Jika ditafsir ukuran besi polos tersebut berukuran diameter 6 mm diduga dari kasat mata tidak terlihat lapisan pendukung pelastiik Cor, untuk mencegah adanya perembesan air secara langsung ke dalam semen. Jika pada lantai dasar konstruksi tidak diberikan sebuah pelapisan. Maka air semen yang ada nantinya akan sangat mudah untuk bersentuhan langsung dengan tanah. Dengan bahan penyusunnya yang bagus, bertujuan agar konstruksi yang dibuat kuat dan tidak rawan roboh.
Dari sisi depan terlihat tumpukan besi bersilang- silang tidak beraturan satu sama dengan lainnya.terlihat juga kolom-kolom besi yang telah selesaikan dikerjakan terlihat tidak sama ukurannya kolom satu dengan kolom besi lainya.
Hal ini dianggap mustahil dan tidak masuk diakal, proyek yang sebegitu besar penggunaan anggaran nya hampir Rp 3 miliar bersumber dari APBD kota Tanjungpinang Tahun anggaran 2023 hanya memakai besi yang ukurannya terbilang kecil dan pelaksanaanya diduga tidak mempunyai teknik kerja yang profesional.
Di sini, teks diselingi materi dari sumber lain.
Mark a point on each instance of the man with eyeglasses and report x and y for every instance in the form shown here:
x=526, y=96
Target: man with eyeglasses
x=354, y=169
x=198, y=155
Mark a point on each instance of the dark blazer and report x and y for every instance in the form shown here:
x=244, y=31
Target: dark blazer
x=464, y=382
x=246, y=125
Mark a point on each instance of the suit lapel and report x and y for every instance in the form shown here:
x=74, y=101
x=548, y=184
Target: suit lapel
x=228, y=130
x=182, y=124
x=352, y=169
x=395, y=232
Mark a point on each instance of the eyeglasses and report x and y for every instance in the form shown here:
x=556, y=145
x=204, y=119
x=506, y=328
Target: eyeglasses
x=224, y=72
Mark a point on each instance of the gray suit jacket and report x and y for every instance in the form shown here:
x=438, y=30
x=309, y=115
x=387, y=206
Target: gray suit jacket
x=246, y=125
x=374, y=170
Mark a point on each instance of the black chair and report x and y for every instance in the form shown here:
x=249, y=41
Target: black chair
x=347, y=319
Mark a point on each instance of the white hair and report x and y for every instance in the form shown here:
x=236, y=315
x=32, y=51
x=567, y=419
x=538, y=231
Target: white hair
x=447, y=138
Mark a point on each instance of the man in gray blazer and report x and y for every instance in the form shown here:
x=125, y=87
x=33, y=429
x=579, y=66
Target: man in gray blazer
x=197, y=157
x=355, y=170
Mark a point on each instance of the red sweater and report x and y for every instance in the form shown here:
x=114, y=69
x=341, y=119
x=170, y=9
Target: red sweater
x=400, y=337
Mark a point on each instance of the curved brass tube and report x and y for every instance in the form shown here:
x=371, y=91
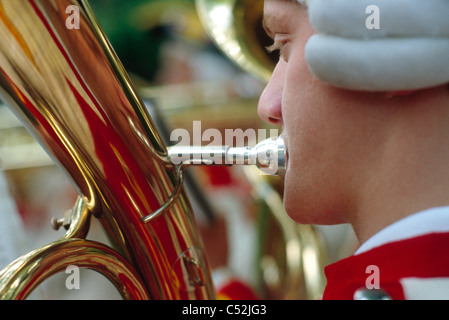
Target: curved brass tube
x=23, y=275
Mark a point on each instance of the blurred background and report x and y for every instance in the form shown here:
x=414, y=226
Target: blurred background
x=182, y=77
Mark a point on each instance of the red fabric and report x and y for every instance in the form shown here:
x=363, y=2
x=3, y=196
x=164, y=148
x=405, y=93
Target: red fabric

Diketahui struktur lahan dikawasan Akau potong lembu berpapasan Langsung dengan sumber air laut yang bisa mengakibat korosi (pengkaratan) besi dan menimbulkan rapuh serta patah, jika kontruksi bangunan tidak dibuat secara profesional.
Diketahui, proyek pembangunan Akau potong lembu berjudul kegiatan pembangunan penataan pedagang kuliner kawasan potong lembu sebagai kontraktor pelaksana CV. Standard Sukses Abadi ,sebagai konsultan pengawas CV. Cipta perdana Teknis masa kerja 90 hari kalender.
Proyek yang menelan anggaran hampir Rp 3 Miliar bersumber dari APBD kota Tanjungpinang Tahun anggota 2023 berasal dari dinas perkerjaan umum dan penataan ruang (PUPR) Kota Tanjungpinang.
Menurut salah seorang pekerja yang enggan disebut namany, ia mengaku bahwa ukuran besi yang dipakai untuk lantai cor disini berukuran 6 mm.
"Saya dengar-dengar bosnya namanya William dia adalah pemilik CV dan sebagai pelaksana proyek," kata pekerja harian tersebut.
Dihari yang sama, seorang yang mengaku pengawas lapangan saat ditemui oleh Tim media ini menjelaskan bahwa, untuk pelaksanaan batas terakhir untuk proyek ini tanggal 27 November 2023.
"Kalau ga salah proyek ini batas terakhir pengerjaannya bulan ini tanggal 27 ia mengaku baru 2 bulan berjalan dalam pelaksanaan proyek pembangunan Akau potong lembu," ujarnya.
Dikatakannya,besaran anggaran proyek ini tidak termasuk pengerjaan parit yang berada disampingnya.
"Kalau proyek ini selain fisiknya juga disertakan dengan peralatan gerobak dan bangku pedagang,ia akui besi tersebut berukuran 6 mm," kata pengawas tersebut.
Sementara itu Kepala dinas PUPR kota Tanjungpinang Rusli saat dikonfirmasi terkait pelaksanaan teknis pemasangan besi dan spesifikasi material besi yang dipergunakan di proyek pembangunan Akau potong lembu, belum ada Tanggapannya.